Once decided upon, the injection is actually a relatively easy procedure to perform, being undertaken as an outpatient therapy and only taking a few moments to complete.  The patient should be treated using live x-ray imaging for best and most accurate results.  A long needle will be inserted into the spinal anatomy, into the proximity of the affected nerve.

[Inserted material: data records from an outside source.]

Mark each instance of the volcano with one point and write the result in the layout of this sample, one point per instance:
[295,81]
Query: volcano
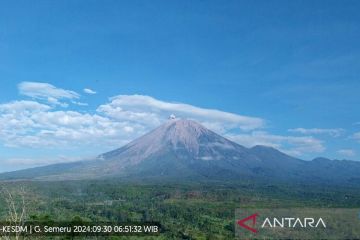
[184,150]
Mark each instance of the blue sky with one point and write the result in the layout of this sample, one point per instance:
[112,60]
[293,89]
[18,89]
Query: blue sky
[279,73]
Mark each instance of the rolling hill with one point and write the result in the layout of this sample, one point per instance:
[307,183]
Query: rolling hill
[184,150]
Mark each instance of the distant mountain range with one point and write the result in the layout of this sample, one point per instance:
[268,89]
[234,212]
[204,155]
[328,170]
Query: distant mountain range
[184,150]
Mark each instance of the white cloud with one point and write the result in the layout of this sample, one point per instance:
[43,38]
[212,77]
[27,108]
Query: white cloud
[290,144]
[334,132]
[89,91]
[356,136]
[47,92]
[31,124]
[125,117]
[346,152]
[151,112]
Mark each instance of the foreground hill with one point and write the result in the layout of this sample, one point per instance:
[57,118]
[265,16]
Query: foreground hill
[183,150]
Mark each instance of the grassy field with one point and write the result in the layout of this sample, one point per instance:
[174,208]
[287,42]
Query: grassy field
[185,211]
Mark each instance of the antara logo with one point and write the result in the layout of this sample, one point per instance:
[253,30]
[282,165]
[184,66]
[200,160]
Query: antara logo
[249,218]
[288,222]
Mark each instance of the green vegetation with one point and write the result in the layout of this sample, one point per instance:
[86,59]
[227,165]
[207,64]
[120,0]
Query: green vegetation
[185,211]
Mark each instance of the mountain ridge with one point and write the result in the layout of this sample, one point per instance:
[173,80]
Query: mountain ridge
[184,149]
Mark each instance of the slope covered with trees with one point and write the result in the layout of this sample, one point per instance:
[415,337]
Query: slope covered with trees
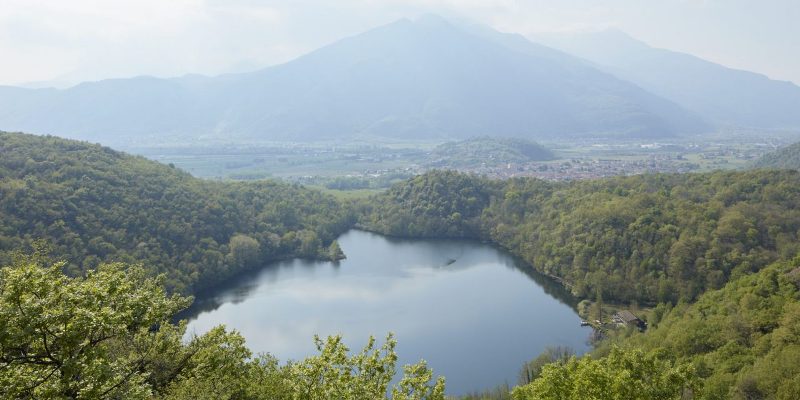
[784,158]
[646,239]
[743,340]
[488,150]
[108,335]
[92,204]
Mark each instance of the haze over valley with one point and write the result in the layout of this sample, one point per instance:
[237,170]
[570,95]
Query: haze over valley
[405,200]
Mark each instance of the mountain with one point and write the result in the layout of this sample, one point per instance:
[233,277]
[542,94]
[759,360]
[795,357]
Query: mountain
[409,79]
[91,204]
[784,158]
[722,95]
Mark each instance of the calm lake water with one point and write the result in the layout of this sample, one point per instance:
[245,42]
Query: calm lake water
[471,310]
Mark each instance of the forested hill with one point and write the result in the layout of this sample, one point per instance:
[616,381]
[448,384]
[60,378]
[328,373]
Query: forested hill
[744,340]
[785,158]
[93,204]
[647,238]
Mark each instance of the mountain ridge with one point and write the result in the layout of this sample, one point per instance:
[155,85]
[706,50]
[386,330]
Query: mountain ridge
[408,79]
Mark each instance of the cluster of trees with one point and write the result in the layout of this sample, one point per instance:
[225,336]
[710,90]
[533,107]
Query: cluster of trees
[743,340]
[94,205]
[648,239]
[108,335]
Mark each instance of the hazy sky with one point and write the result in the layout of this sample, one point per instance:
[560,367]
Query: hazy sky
[74,40]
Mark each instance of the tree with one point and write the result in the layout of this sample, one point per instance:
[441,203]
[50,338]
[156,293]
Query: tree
[243,250]
[335,252]
[109,335]
[622,375]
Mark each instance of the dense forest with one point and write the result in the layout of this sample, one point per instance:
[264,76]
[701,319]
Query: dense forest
[646,239]
[93,241]
[91,204]
[743,340]
[786,158]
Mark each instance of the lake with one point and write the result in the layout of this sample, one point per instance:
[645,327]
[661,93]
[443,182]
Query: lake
[473,311]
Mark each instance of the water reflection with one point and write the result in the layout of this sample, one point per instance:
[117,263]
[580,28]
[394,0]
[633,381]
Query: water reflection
[474,312]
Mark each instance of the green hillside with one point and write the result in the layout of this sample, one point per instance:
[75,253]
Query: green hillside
[92,204]
[784,158]
[744,339]
[491,151]
[646,239]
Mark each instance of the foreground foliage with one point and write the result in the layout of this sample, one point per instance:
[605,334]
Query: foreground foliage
[744,340]
[622,375]
[108,335]
[648,239]
[97,205]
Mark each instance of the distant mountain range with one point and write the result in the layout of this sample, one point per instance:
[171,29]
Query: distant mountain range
[723,96]
[427,78]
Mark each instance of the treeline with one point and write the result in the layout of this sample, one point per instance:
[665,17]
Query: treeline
[648,239]
[787,158]
[109,335]
[743,340]
[91,204]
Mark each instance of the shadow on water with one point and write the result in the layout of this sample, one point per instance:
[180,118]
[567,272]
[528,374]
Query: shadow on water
[550,286]
[243,285]
[240,287]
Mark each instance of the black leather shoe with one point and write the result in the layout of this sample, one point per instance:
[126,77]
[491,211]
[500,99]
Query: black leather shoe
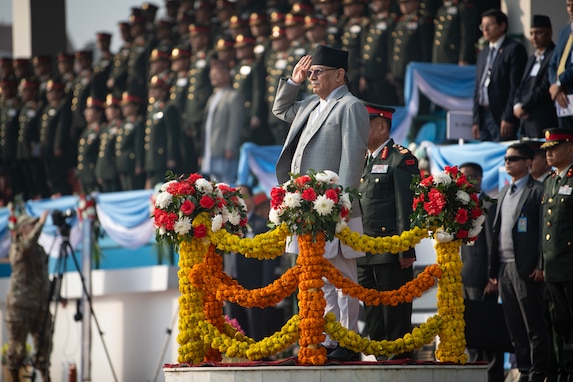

Once in place, the contents of the syringe will be released.  Since the nerve itself will never be visible, even when using the best fluoroscopy equipment, the placement of the injection is based on educated guesswork and clinical experience.  Once the drugs have been injected, the patient will be monitored for a time then allowed to leave the doctor’s office and return home to rest and report the results of the injection over the next several days and weeks.


Nerve Block for Herniated Disc Indications

Nerve blocks are used to treat specific and unspecific forms of pain that are suspected of involving particular nerve roots in the spine.  These roots may be victimized by structural compression, displacement, impingement or protein irritation, commonly as known as chemical radiculitis.

When it comes to herniated discs, nerves can be compressed or displaced by a bulge, herniation, rupture, sequestration or extrusion.  Chemical radiculitis can only occur is an annular tear exists, disc nucleus proteins exit the disc and contact the nerve, and the patient demonstrates a susceptibility to painful irritation due to this protein.

Nerve blocks can also be used to treat many other non-disc-enacted forms of back and neck pain, such as those involving the same nerve roots, but caused by arthritis, stenosis, atypical spinal curvature, vertebral misalignment and other causes.


Nerve Block for Herniated Disc Risks and Rewards

The upside of nerve block treatment is that it is less invasive than surgical methods of care and might provide good results for some patients.  In the best case scenario, the patient will enjoy marked pain relief for several weeks to several months, but will then statistically have to decide how to proceed with continuing care when the pain returns.

In many, many instances, the nerve block only provides a few days to a couple of weeks of relief, making it seem less worth the risk of this minimally invasive injection technique.  Some patients report a complete lack of positive results, while a small minority of patients cites worsening of pain immediately following a nerve block injection.

Nerve blocks are purely symptomatic treatment and can only provide temporary benefits, if any at all.  Furthermore, they will never act to resolve the cause of the pain, which may or may not be the herniated disc implicated in the clinical manifestation of pain.

Risks of epidural nerve blocks are many and varied.  These include poor treatment outcomes, worsening of symptoms and more serious occurrences, such as spinal fluid leaks, infection and nerve trauma.

In some scenarios, spinal fluid will continue to leak from the thecal membranes and might cause significant symptomology, including intractable headaches.  In a few patients, surgery will have to be performed to seal chronically-leaking CSF conditions.  

Infection can occur in the disc itself (called discitis) or within the spinal structures, including widespread infection of the cerebral spinal fluid that might involve a meningitis condition.  

Nerve trauma might result in permanent or temporary reduction of signal capabilities and might cause motor or sensory impairment.

Serious complications are rare and can be reduced by undertaking care with an experienced provider who utilizes the latest technologies to perform the procedure.  However, complications can always develop and might be severe, so all risks should be discussed with the physician ahead of the procedure and considered carefully, especially since substantial rewards are not assured by any stretch of logic or imagination.